AW: 20 Jahre Lokalradio NRW
@Kurzwellenfreak: In den vergangenen Wochen und Monaten habe ich mich intensiver mit der Thematik befasst und musste dabei meine frühere Hoffnung, es ließe sich auf irgendeine Art und Weise eine Veränderung in die Wege leiten, nicht vollständig, aber doch zum großen Teil, begraben.
Das Grundproblem liegt m.E. bei den Mehrheitsverhältnissen beim Lokalfunk.
Hinter diesem stehen Bertelsmann, RTL, fast alle namhaften Zeitungsverlage des Landes, allem voran die WAZ-Mediengruppe und, um dem ganzen noch die Krone aufzusetzen, der WDR.
Jeder dieser Akteure ist schon für sich genommen derart einflussreich, dass man von unten kommend kaum etwas gegen einen einzelnen auszurichten vermag, beim NRW-Lokalradio treten sie jedoch zu allem Überfluss auch noch in einem Verbund auf.
Selbst wenn es also rein hypothetisch gelänge, alle Webradioveranstalter, Grundstücksfunker und Piraten an einen Tisch zu bekommen (was ohnehin nicht möglich ist, da gerade in NRW diese aufgrund persönlicher Ressentiments untereinander verfeindet sind) und zur Schaffung einer gemeinsamen Initiative zur Veränderung des Status Quo zu bewegen, wäre man auch zusammengenommen immer noch viel zu schwach, um etwas zu bewegen.
Ähnliche Versuche auf bundesweiter Ebene, wie den Verband mittelständischer Rundfunksender (die ehemalige Homepage
http://www.vmrev.de ist inzwischen offline) hat es bereits gegeben, doch auch die sind letztlich gescheitert.
In NRW haben wir ein ultraliberales Mediengesetz, welches die Verantwortung über die Kapazitätszuweisungen auf UKW vollständig der Medienkommission überträgt.

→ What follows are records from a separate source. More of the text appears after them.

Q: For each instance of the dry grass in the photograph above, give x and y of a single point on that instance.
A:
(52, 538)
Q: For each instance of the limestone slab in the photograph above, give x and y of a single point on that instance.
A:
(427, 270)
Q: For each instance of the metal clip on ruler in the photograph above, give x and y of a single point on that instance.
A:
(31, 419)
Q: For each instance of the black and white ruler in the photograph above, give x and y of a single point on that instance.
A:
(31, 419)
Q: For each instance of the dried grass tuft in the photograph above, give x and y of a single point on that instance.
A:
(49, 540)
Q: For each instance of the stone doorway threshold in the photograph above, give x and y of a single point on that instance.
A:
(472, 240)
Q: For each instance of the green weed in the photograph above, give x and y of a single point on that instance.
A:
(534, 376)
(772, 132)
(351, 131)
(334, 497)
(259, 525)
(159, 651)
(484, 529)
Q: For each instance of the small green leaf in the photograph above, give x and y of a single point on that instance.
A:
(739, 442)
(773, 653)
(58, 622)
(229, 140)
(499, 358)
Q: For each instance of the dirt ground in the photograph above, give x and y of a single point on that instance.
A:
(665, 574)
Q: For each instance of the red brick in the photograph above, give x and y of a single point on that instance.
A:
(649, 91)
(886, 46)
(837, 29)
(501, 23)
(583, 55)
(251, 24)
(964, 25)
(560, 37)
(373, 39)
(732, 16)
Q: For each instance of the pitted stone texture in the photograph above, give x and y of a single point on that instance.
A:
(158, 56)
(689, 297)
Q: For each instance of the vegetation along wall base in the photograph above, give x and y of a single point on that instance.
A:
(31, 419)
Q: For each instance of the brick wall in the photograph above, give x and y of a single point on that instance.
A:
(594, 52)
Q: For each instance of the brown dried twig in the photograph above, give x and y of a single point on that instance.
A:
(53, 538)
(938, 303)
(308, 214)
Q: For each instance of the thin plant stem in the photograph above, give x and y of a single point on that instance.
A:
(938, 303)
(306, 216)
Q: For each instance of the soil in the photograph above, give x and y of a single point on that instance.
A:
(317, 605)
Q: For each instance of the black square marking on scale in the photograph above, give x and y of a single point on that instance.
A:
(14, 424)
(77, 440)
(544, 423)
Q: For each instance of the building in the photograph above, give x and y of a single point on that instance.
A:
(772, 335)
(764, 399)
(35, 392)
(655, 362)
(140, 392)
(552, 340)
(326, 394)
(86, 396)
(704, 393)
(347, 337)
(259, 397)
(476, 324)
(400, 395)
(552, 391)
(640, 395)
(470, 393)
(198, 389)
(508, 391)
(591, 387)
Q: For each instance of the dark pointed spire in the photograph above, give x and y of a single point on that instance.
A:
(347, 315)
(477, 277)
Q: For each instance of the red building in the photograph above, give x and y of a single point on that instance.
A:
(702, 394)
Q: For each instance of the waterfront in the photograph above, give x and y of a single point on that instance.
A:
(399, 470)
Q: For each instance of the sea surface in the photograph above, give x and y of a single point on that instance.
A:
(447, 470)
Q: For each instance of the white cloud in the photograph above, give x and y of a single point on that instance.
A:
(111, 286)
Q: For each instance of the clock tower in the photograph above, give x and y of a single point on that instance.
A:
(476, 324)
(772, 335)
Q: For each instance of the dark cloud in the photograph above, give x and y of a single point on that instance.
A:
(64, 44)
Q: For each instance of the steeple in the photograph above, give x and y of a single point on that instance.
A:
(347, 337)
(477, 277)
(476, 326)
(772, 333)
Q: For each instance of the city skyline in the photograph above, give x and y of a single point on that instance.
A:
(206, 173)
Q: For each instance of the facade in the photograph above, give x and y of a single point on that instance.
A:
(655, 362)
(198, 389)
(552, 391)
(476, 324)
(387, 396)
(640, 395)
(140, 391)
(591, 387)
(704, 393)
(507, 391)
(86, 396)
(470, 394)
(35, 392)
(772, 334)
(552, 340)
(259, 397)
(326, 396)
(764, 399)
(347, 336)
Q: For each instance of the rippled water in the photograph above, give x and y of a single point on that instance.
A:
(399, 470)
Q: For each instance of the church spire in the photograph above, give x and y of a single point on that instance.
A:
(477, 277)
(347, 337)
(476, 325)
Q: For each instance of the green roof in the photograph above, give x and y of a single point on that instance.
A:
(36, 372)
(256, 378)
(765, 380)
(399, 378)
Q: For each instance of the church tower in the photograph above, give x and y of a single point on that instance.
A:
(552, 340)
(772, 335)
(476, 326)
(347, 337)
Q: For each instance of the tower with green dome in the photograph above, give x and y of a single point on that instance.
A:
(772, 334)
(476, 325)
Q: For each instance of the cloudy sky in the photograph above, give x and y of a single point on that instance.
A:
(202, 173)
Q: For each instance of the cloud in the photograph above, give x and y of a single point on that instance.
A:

Wenn ich an dieser Stelle mal einen Vergleich ziehen darf: In Ostbelgien sind die neuen Regelungen sehr streng, aber es gibt zumindest klare Kriterien, die ein Anbieter erfüllen muss, um eine realistische Chance auf eine Frequenzzuweisung zu haben.
In NRW kann quasi jeder alles machen, aber es kommt trotzdem niemand zum Zuge.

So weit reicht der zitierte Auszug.